SHH! DON'T TELL THE WINGNUTS OBAMA DIDN'T GET HUMILIATED!

HLike John Cole, Kevin Drum, and Ezra Klein, I actually think the deal Obama got isn't all that bad. (If you're looking for the best summary of the deal, go read Ezra.) I'm still trying to puzzle the deal out: Jonathan Cohn says Republicans were "flexible" for one reason:

They are willing to deal away a lot if they're getting tax cuts for the rich. President Clinton got Republicans to establish a Childrens' Health Insurance Program in 1997 in return for a capital gains tax cut. Now Obama got a fair amount of stimulus in return for upper-bracket tax cuts. Unfortunately, it tends to be terrible policy. But it's the party's core policy goal, and if you help them attain it they can be surprisingly reasonable.

And yet why did Republicans agree to restore the estate tax, albeit at a much lower rate than the pre-2010 rate? Recall that the estate tax disappeared this year, temporarily, as a result of a provision in the original Bush bill. It seemed likely to me that Republicans were going to dig in their heels and insist that what they call the death tax be eliminated permanently, unilaterally declaring this year to be the baseline. I guess dropping it from 45% to 35% for estates above $5 million is enough of a victory for them. It is a huge tax cut for very wealthy people, which sucks, but I'm used to Republicans demanding much more before they've concluded that they won.

Here a way they think they won, via Drudge:


Obama went along with a tax cut! Can you believe it? What a humiliation! Of course, the tiny minority of us who are paying attention know that Obama has been a tax cutter; we also know that reducing the payroll tax has been an idea a lot of liberal wonks have spoken of favorably. Don't tell the 'pubs, but we think of it as stimulus -- it puts more money in the pockets of ordinary workers, who'll spend a lot of it. It's not much stimulus, but it's more than we had reason to expect. Now, this particular cut goes exclusively to employees, as The Wall Street Journal explains:

The version of a payroll-tax holiday under discussion now would reduce the 6.2% Social Security tax levied on a worker's wages to 4.2%. A worker making $40,000 a year would save $800, and some economists say that could help stimulate demand at a time when it's remained relatively weak.

The employer's half of the tax -- also 6.2% -- wouldn't be affected under the White House proposal, and thus the cost of hiring new workers wouldn't be directly affected.


I'm a bit surprised at that -- I might have expected the GOP to insist that the cost be split, so all those potential employers (including the poor, suffering ones that are sitting on piles of cash but not hiring) would have lower costs per worker.
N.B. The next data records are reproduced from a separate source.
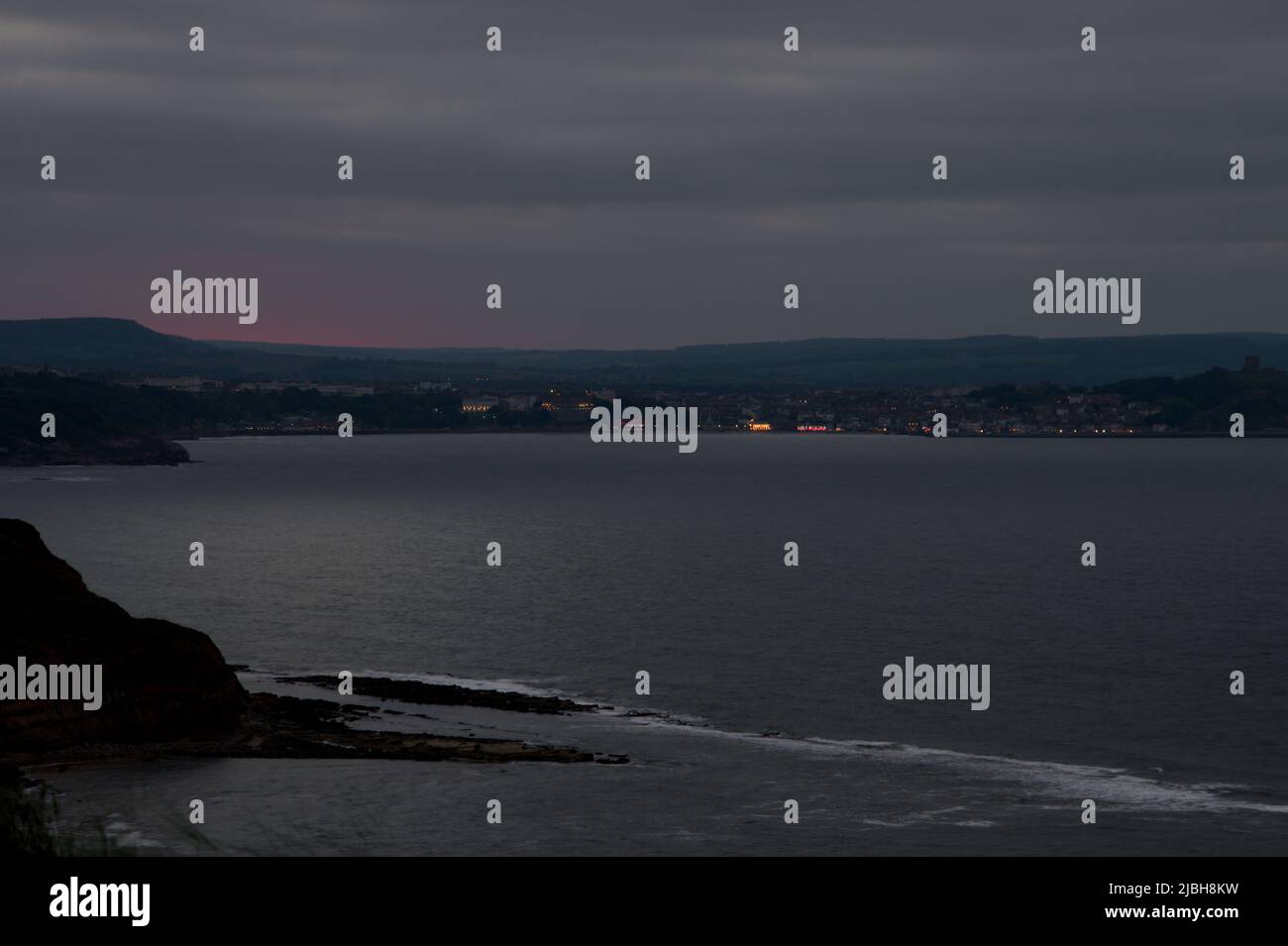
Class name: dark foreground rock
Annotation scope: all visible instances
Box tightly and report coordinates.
[275,677,601,713]
[0,519,248,754]
[0,519,612,766]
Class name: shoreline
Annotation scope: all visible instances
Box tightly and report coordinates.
[0,427,1288,470]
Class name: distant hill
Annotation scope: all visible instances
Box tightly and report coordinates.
[0,319,1288,390]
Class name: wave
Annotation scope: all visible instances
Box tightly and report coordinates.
[237,668,1288,826]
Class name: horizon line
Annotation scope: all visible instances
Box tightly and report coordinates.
[0,315,1288,353]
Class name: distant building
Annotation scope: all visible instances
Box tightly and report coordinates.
[541,391,595,423]
[139,374,201,394]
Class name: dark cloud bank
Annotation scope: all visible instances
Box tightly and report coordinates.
[0,0,1288,348]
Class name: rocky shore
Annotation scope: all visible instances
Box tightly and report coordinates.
[275,677,602,713]
[0,436,192,466]
[0,519,607,766]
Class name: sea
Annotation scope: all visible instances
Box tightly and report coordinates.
[0,433,1288,856]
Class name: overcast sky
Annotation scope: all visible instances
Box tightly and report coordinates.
[0,0,1288,348]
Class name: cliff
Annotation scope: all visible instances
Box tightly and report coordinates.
[0,519,249,754]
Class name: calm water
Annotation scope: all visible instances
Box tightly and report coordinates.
[0,435,1288,855]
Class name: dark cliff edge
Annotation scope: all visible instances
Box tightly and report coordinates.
[0,519,607,767]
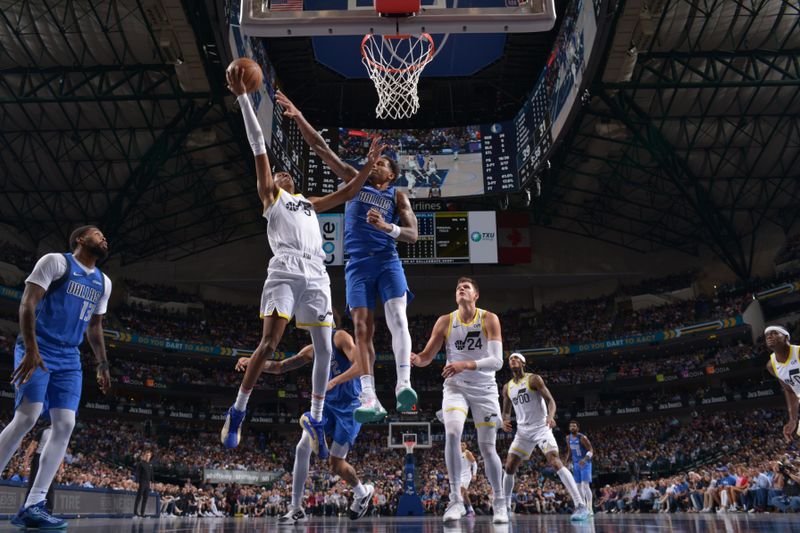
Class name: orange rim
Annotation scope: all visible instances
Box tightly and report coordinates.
[361,33,435,74]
But maybe Republicans really don't want businesses to have an increased incentive to hire -- can't have that while there's a Democrat in the White House!
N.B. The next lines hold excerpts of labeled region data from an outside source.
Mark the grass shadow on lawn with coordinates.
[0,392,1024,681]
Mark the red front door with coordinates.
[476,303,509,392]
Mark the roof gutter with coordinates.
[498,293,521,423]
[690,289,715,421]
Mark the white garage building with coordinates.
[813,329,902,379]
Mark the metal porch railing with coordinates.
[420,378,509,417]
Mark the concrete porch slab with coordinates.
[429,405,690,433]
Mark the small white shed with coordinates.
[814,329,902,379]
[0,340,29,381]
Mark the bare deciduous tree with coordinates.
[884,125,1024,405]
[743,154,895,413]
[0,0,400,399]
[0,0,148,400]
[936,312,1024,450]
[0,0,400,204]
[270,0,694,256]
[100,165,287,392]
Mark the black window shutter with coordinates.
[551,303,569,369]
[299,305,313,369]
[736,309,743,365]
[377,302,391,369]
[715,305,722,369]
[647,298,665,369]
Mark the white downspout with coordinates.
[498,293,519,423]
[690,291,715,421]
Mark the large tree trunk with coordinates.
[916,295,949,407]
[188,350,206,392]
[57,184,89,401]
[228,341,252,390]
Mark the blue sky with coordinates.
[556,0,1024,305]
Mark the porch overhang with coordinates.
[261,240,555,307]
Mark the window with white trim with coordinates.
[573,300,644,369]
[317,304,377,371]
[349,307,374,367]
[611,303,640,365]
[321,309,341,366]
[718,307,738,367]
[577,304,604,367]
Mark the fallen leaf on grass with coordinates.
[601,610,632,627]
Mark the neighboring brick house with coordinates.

I'm assuming Republicans will want the lower payroll tax rate to be extended past the one-year period it's slated to last. I suppose that would be good for workers -- although it will drain money from Social Security trust fund. Ah, but for Republicans, I'm sure that's a feature, not a bug.

Overall, I think Republicans think they won bigger than they did -- and maybe that's why the deal happened.